Natürlich ist das Motiv einer Reisegruppe, die auf eine lange und gefährliche Reise mit ungewissem Ausgang aufbricht, alles andere als neu in der Fantasy-Literatur und wurde seit Tolkiens Meisterwerken schon sehr oft adaptiert. Nach einem atmosphärischen und sehr leichtgängigen Start in die Geschichte hinein schickt Maja Ilisch eine kleine, bunt zusammengewürfelte und extrem heterogene Reisegruppe auf ihren Weg zu den Alfeyn, dem sagenumwobenen Nebelvolk. Unter der Führung von Prinz Tymur machen sich der Wächter Lorcan, der Fälscher Kevron und die junge Magierin Enidin auf, diese gefährliche Mission zum Erfolg zu bringen. So weit, so gut, so Fantasy!
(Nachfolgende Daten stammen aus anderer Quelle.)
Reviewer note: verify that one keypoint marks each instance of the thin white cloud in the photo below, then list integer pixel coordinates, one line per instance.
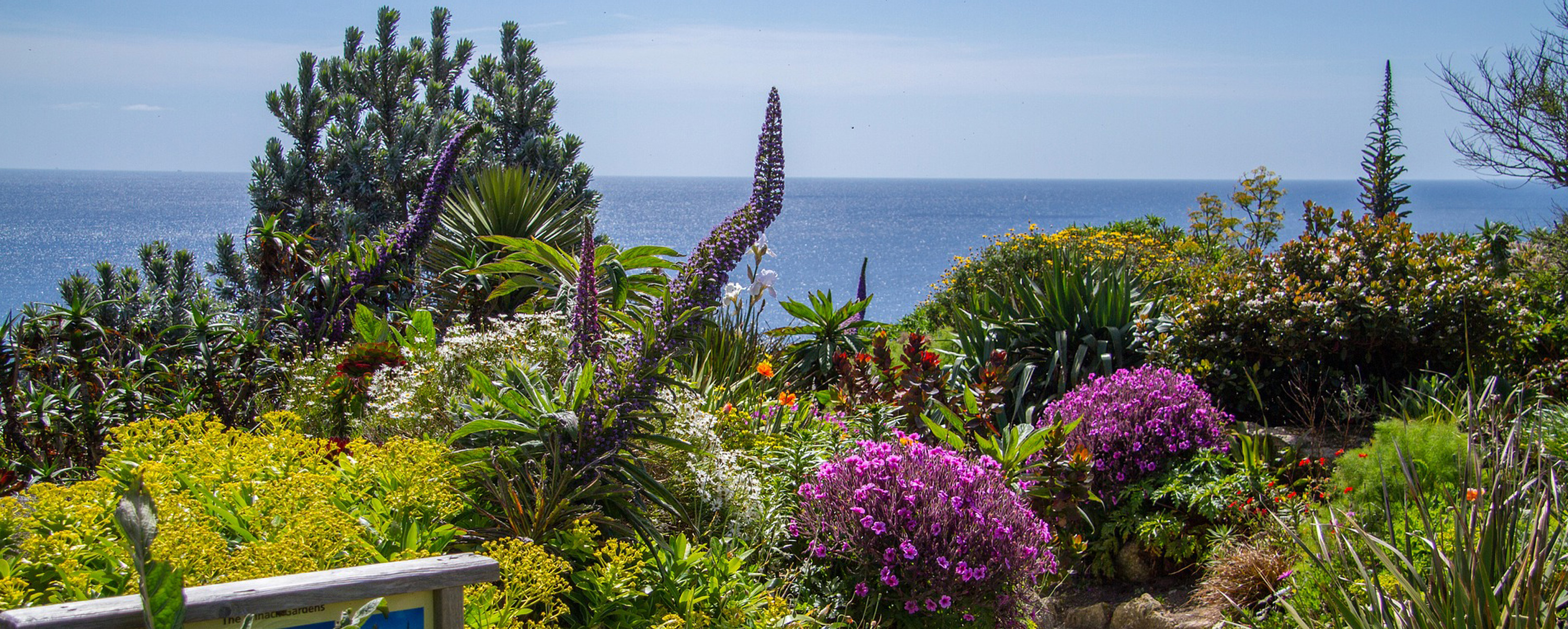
(521, 27)
(115, 60)
(727, 59)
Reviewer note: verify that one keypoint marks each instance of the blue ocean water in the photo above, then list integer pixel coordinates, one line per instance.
(54, 223)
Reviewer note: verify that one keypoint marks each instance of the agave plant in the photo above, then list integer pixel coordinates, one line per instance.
(509, 203)
(1501, 567)
(625, 278)
(828, 331)
(1075, 319)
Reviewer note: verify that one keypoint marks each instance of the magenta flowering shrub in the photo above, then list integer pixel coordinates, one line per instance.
(923, 529)
(1136, 419)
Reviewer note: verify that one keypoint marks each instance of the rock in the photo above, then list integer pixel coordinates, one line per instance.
(1133, 564)
(1090, 617)
(1142, 612)
(1197, 619)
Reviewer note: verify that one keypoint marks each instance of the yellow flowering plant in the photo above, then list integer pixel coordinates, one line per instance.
(233, 506)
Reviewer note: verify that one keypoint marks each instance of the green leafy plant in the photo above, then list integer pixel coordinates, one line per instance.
(828, 330)
(510, 203)
(160, 584)
(1435, 454)
(1501, 567)
(1354, 303)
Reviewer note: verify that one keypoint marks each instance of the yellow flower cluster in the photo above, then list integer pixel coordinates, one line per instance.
(532, 582)
(231, 506)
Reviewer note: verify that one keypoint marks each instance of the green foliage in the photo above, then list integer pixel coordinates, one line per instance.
(1145, 247)
(1172, 512)
(124, 347)
(1380, 193)
(499, 201)
(363, 135)
(1352, 302)
(1489, 556)
(532, 581)
(1256, 197)
(673, 584)
(1518, 110)
(629, 280)
(1435, 454)
(160, 584)
(1550, 429)
(828, 330)
(524, 443)
(233, 506)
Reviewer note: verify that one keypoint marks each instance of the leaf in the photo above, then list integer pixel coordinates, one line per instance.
(941, 432)
(164, 597)
(356, 619)
(366, 324)
(137, 517)
(479, 426)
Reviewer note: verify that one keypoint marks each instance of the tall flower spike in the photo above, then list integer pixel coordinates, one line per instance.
(698, 284)
(413, 236)
(585, 316)
(405, 244)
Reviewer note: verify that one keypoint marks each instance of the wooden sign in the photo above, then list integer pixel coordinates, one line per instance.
(421, 593)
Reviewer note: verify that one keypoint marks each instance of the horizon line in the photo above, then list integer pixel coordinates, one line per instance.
(1496, 181)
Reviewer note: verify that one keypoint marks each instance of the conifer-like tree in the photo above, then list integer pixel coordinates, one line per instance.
(1380, 190)
(364, 131)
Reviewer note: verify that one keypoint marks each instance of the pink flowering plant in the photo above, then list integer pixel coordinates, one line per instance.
(1139, 419)
(923, 534)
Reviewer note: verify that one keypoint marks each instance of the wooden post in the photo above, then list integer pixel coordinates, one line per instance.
(292, 595)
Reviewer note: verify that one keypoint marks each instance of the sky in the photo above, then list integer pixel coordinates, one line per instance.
(1018, 90)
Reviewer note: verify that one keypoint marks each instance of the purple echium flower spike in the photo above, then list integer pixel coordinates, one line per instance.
(698, 284)
(416, 233)
(585, 316)
(860, 295)
(407, 242)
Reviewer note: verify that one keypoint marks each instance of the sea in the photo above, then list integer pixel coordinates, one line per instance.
(55, 223)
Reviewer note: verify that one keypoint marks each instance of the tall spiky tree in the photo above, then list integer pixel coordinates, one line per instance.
(1380, 190)
(364, 131)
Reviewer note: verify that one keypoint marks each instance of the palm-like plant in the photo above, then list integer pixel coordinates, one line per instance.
(1496, 550)
(628, 280)
(498, 203)
(1075, 319)
(828, 330)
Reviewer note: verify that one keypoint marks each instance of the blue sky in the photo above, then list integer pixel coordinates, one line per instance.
(1147, 90)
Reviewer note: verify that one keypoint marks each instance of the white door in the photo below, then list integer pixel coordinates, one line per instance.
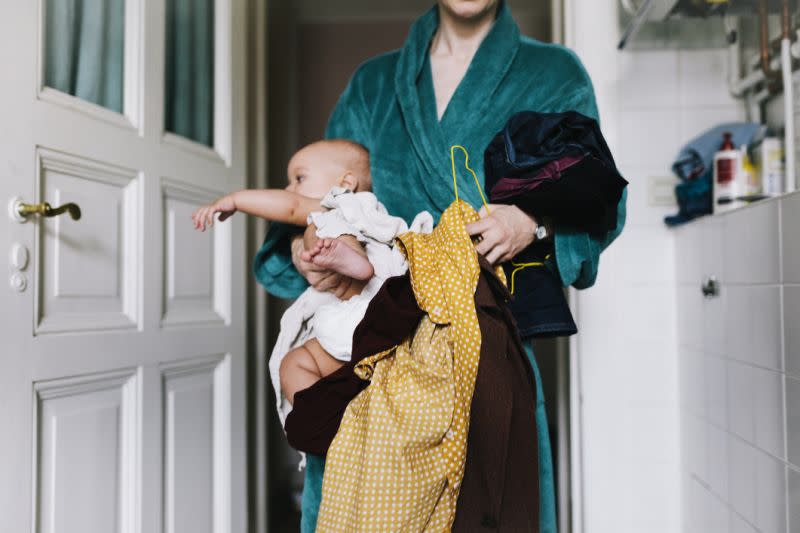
(122, 354)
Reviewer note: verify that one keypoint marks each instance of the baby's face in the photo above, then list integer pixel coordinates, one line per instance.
(314, 170)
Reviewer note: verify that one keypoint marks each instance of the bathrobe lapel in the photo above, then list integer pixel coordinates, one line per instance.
(466, 120)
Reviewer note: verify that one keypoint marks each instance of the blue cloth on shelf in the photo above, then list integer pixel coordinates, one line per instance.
(697, 156)
(695, 167)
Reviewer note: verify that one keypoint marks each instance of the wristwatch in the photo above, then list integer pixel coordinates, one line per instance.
(541, 232)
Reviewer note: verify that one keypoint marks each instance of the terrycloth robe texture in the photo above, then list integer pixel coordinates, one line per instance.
(389, 107)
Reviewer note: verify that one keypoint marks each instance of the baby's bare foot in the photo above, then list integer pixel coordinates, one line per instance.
(337, 256)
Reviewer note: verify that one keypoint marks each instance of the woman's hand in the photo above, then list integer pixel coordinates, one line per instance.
(225, 206)
(504, 233)
(322, 279)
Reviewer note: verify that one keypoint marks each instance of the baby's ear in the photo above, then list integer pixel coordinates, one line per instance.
(349, 181)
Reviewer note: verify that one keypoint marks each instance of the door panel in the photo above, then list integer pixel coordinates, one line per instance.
(87, 269)
(195, 285)
(197, 398)
(114, 416)
(87, 445)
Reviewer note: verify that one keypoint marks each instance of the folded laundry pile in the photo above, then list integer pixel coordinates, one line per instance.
(556, 167)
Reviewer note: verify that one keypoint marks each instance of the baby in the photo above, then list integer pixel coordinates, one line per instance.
(347, 231)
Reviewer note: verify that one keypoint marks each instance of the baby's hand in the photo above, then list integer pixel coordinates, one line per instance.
(225, 206)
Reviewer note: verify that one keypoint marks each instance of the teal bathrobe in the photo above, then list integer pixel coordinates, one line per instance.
(390, 108)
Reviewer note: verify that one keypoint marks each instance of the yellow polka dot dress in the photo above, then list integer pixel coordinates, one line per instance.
(397, 461)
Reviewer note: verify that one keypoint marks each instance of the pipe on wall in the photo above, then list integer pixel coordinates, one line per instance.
(788, 97)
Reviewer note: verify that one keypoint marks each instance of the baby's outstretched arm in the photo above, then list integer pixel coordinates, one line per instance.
(276, 205)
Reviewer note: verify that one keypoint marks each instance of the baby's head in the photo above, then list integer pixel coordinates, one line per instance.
(315, 168)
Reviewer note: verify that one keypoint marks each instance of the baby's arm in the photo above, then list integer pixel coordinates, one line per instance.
(276, 205)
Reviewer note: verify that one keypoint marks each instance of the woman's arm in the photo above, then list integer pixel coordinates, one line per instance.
(505, 231)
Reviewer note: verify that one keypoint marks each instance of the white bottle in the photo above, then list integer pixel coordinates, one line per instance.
(770, 165)
(727, 185)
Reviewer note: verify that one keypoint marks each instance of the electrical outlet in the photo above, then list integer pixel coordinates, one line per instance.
(661, 190)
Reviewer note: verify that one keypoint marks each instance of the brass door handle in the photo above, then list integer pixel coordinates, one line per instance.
(21, 211)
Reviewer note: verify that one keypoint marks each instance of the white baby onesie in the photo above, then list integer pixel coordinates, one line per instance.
(322, 315)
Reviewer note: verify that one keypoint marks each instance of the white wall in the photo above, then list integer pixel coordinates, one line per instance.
(733, 369)
(651, 102)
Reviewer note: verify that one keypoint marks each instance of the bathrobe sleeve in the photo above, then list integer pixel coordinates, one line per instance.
(577, 252)
(349, 119)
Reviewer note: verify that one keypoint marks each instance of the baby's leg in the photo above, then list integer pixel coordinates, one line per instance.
(304, 366)
(344, 255)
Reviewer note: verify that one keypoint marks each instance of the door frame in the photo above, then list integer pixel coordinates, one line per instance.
(256, 298)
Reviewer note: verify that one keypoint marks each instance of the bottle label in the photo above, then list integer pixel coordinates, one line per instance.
(725, 170)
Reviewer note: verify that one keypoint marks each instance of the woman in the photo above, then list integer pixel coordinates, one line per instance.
(463, 71)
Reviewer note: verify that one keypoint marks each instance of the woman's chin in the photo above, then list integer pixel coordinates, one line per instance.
(469, 10)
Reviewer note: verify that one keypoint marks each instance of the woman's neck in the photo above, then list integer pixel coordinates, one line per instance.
(459, 37)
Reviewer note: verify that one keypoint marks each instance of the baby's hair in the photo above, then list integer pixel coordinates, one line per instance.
(356, 159)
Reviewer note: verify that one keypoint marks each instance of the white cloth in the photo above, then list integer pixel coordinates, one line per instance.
(322, 315)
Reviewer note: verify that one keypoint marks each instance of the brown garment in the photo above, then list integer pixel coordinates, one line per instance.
(500, 489)
(317, 411)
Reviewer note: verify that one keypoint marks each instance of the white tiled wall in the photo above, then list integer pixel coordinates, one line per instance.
(636, 411)
(740, 418)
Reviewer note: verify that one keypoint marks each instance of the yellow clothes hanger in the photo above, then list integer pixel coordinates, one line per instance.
(517, 266)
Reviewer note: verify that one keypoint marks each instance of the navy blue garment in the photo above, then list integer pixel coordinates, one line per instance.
(581, 194)
(530, 140)
(538, 303)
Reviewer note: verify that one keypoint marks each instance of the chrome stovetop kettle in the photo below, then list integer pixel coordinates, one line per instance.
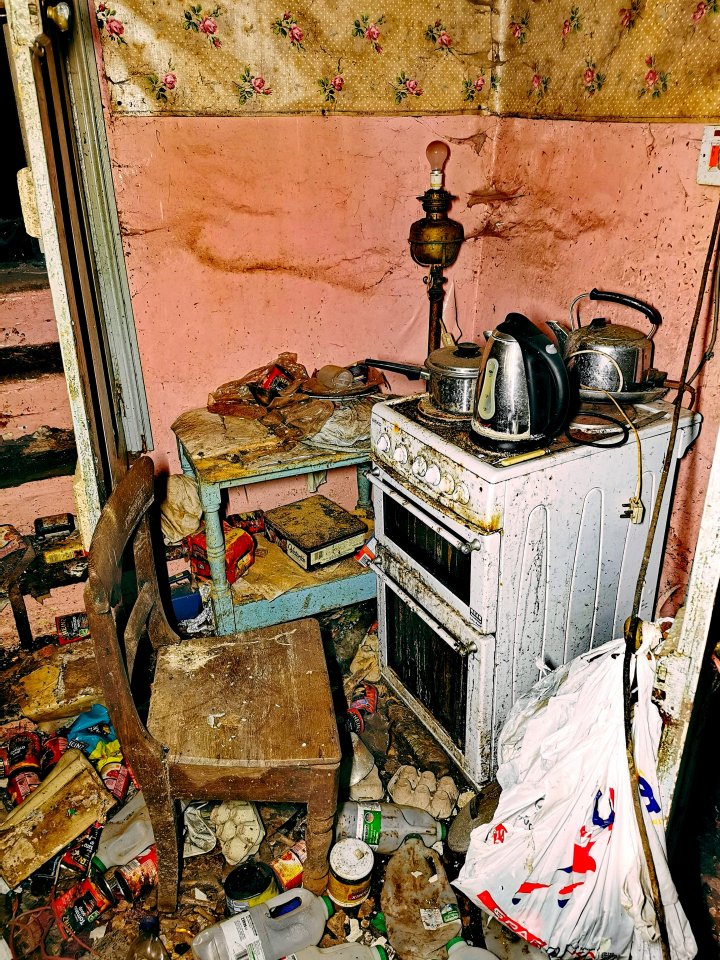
(522, 396)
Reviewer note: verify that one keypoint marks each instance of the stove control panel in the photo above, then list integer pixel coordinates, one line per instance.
(434, 473)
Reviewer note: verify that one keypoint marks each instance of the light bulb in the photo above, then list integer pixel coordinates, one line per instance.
(437, 153)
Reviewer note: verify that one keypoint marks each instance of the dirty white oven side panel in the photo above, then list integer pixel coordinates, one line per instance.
(569, 559)
(447, 664)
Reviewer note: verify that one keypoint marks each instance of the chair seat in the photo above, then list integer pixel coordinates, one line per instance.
(258, 693)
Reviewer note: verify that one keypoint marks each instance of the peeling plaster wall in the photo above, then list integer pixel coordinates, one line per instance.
(248, 236)
(245, 237)
(614, 206)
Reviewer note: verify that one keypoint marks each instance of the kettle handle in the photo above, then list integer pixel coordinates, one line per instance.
(633, 303)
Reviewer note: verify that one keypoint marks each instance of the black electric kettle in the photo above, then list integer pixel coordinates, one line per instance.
(522, 395)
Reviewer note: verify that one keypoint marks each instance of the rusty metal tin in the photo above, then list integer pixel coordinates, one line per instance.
(351, 866)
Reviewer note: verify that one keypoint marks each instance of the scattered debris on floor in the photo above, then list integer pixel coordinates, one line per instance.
(84, 876)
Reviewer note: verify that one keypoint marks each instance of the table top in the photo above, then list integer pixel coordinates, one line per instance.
(231, 451)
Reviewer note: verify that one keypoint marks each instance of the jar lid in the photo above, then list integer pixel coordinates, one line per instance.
(351, 859)
(461, 360)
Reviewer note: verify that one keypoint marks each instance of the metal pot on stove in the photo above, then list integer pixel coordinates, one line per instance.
(608, 356)
(451, 374)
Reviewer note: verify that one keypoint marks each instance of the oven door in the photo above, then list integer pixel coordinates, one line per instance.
(442, 671)
(459, 563)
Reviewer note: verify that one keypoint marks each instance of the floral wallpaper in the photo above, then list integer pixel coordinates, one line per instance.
(614, 59)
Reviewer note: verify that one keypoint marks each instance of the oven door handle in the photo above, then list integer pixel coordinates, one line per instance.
(462, 545)
(463, 647)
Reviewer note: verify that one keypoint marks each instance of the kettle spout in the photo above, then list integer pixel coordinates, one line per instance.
(561, 335)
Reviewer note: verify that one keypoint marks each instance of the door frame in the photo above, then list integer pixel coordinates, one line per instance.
(113, 322)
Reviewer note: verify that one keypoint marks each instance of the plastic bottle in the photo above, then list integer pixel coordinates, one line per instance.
(459, 950)
(384, 826)
(291, 921)
(343, 951)
(125, 835)
(148, 945)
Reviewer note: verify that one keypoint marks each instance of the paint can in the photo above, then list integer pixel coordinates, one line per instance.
(289, 867)
(351, 865)
(136, 876)
(250, 883)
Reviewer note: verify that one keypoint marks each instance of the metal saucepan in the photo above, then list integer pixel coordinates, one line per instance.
(451, 373)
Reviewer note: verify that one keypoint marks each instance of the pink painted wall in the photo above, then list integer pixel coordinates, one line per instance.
(248, 237)
(245, 237)
(614, 206)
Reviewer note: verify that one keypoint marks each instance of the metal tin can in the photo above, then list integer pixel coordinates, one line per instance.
(251, 883)
(135, 877)
(351, 865)
(289, 867)
(81, 904)
(55, 746)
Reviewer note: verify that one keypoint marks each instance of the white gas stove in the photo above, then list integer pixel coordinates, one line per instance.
(487, 571)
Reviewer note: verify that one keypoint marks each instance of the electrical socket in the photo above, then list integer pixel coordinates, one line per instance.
(709, 159)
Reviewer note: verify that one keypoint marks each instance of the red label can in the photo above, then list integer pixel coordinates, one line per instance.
(138, 875)
(289, 867)
(55, 747)
(81, 905)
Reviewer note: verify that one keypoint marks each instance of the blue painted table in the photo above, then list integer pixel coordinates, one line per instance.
(205, 445)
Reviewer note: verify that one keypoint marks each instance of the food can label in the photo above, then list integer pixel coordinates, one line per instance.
(241, 937)
(436, 918)
(369, 823)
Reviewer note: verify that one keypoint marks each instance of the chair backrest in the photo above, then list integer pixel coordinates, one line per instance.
(124, 520)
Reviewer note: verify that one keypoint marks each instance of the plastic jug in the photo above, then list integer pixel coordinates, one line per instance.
(459, 950)
(385, 826)
(291, 921)
(128, 833)
(148, 945)
(343, 951)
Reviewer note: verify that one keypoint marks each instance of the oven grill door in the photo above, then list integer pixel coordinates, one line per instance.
(433, 673)
(444, 561)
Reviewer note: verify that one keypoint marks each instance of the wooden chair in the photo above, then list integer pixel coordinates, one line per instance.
(247, 716)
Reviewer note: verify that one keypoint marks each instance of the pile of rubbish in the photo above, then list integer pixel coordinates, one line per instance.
(539, 849)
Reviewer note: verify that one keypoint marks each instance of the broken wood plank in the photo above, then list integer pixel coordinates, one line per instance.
(48, 452)
(62, 682)
(70, 799)
(29, 360)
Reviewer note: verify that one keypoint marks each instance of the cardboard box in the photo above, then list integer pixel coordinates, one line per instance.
(315, 531)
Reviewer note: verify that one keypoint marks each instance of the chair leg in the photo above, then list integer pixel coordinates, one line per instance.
(319, 832)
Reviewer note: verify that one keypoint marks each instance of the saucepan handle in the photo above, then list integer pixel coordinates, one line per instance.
(410, 370)
(633, 303)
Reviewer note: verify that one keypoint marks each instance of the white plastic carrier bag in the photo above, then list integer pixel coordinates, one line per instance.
(561, 863)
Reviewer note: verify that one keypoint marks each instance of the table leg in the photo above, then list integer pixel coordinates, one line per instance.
(185, 464)
(220, 595)
(364, 501)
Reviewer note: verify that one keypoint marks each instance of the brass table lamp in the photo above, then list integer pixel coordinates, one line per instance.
(435, 240)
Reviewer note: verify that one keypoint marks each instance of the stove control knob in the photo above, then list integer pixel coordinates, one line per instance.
(447, 484)
(462, 494)
(419, 466)
(433, 476)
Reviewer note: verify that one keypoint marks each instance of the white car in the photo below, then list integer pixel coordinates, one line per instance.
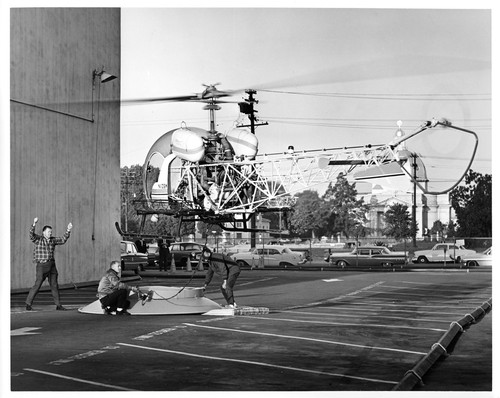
(273, 255)
(483, 258)
(442, 252)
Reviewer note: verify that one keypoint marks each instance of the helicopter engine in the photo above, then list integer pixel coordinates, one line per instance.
(188, 145)
(243, 142)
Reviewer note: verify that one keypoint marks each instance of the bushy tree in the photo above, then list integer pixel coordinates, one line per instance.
(398, 222)
(346, 213)
(308, 216)
(472, 205)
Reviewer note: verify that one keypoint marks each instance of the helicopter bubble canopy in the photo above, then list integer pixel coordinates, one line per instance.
(194, 145)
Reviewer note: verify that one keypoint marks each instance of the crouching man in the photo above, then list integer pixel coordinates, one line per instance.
(226, 268)
(113, 293)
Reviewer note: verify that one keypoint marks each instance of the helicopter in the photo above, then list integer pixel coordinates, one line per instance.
(222, 178)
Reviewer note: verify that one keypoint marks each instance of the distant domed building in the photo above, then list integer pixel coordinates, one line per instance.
(430, 208)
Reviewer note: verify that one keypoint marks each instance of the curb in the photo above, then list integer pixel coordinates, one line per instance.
(415, 375)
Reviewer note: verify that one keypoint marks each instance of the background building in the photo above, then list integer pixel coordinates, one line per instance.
(65, 137)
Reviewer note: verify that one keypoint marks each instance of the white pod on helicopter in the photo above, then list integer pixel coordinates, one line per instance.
(188, 145)
(244, 143)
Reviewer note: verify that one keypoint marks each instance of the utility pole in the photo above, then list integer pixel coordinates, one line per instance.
(414, 207)
(126, 183)
(247, 108)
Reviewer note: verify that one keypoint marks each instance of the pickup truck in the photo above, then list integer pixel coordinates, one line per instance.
(442, 252)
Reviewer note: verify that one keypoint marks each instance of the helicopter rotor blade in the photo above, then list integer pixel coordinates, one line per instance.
(382, 68)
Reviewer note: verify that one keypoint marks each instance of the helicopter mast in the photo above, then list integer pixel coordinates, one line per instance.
(248, 109)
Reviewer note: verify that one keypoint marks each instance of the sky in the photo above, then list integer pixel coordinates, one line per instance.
(325, 77)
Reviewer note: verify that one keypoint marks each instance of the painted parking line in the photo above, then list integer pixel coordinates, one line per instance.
(306, 339)
(323, 314)
(370, 325)
(79, 380)
(24, 331)
(265, 364)
(381, 309)
(406, 305)
(428, 296)
(257, 281)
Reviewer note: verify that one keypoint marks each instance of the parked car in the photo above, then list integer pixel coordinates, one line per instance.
(474, 260)
(442, 252)
(131, 259)
(368, 256)
(184, 250)
(153, 255)
(273, 255)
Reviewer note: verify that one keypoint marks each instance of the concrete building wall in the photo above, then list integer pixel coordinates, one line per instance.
(65, 138)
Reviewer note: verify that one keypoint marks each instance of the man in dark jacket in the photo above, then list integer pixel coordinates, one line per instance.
(113, 293)
(226, 268)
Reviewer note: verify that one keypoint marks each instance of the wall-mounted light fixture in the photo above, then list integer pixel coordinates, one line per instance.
(104, 76)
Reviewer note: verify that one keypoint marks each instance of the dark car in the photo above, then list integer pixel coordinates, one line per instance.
(131, 259)
(184, 250)
(368, 256)
(153, 255)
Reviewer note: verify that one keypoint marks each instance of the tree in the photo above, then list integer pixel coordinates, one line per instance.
(398, 222)
(346, 213)
(438, 229)
(472, 205)
(308, 215)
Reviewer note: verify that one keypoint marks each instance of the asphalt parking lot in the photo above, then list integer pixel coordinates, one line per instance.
(326, 331)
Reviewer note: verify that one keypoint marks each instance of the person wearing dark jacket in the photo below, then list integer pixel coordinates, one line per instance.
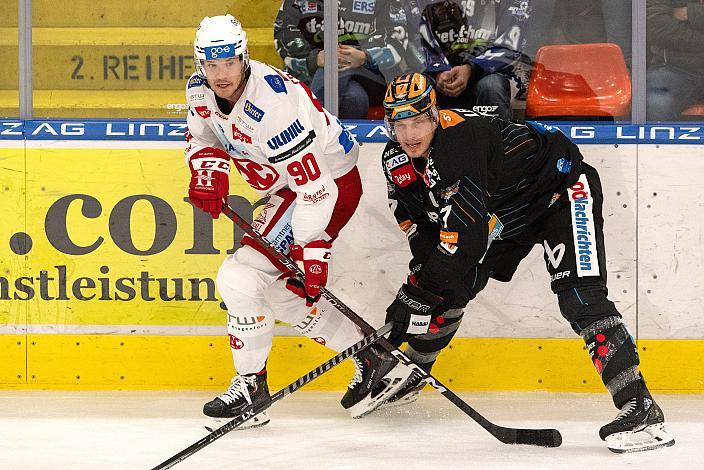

Von den vier Gefährten hat jeder einzelne mit seinen ganz eigenen Dämonen zu kämpfen, was immer wieder für Spannungen und Zwist innerhalb der Gruppe sorgt und die gemeinsame Mission mehr als einmal behindert. Persönlich hatte ich hierbei das Problem, dass ich mit keinem der vier über den Verlauf der Geschichte so richtig „warm“ geworden bin. Prinz Tymur war für mich eher ein eitler Geck als (z.B.) ein tougher Anführer, Lorcan war mir irgendwie zu unnahbar, Kevron zu abgehalftert (ernste Alkoholprobleme gehören doch eher zu skandinavischen Ermittlern) und Eniden oft zu „anti“ und wenig konstruktiv. Ich muss in einem guten Buch nicht alle Charaktere mögen, aber wenigstens ein Sympathieträger tut doch jedem Buch gut. Kevron hat mich hierbei am meisten enttäuscht. Es heißt noch über ihn „Aber irgendwo, tief in seinem Innersten, gut verborgen hinter einer Mauer aus Feigheit, war Kevron ein Abenteurer.“ (S. 179) muss ich leider sagen, dass sich dieser innere Abenteurer nicht wirklich ans Licht gekämpft hat. Ich hätte von einem alten Fälscher ein Aufblühen, gerissene und überraschende Einfälle erwartet, ein sich „hin entwickeln“ zum zentralen Charakter der Gruppe – aber leider ist dies ausgeblieben.

Vielleicht lag es aber auch an den ständigen Reibereien und dem immer wiederkehrenden „Aufwärmen“ der gleichen Themen, die mich beim Lesen stellenweise ermüdet und für Längen gesorgt haben. Dazu kam noch ein „Gefühlstechtelmechtel“ um eine Person, bei der ich es eigentlich gar nicht nachvollziehen konnte – und die sich ihrer Gefühlslage selbst nicht so sicher war. Hierauf hätte ich gut verzichten können, was aber sicherlich persönlicher Geschmack ist. Letztendlich hätte ich den Reisenden gerne das ein oder andere Mal ein beherztes „Reißt euch mal am Riemen und konzentriert Euch auf eure Mission!“ zugeworfen. Statt Zänkereien und (heimlichen) Schwärmereien hätte ich lieber „links und rechts des Weges“ die ein oder andere unvorhergesehene Herausforderung gesehen, die die Reisenden zusammen gemeistert und -geschweißt hätten.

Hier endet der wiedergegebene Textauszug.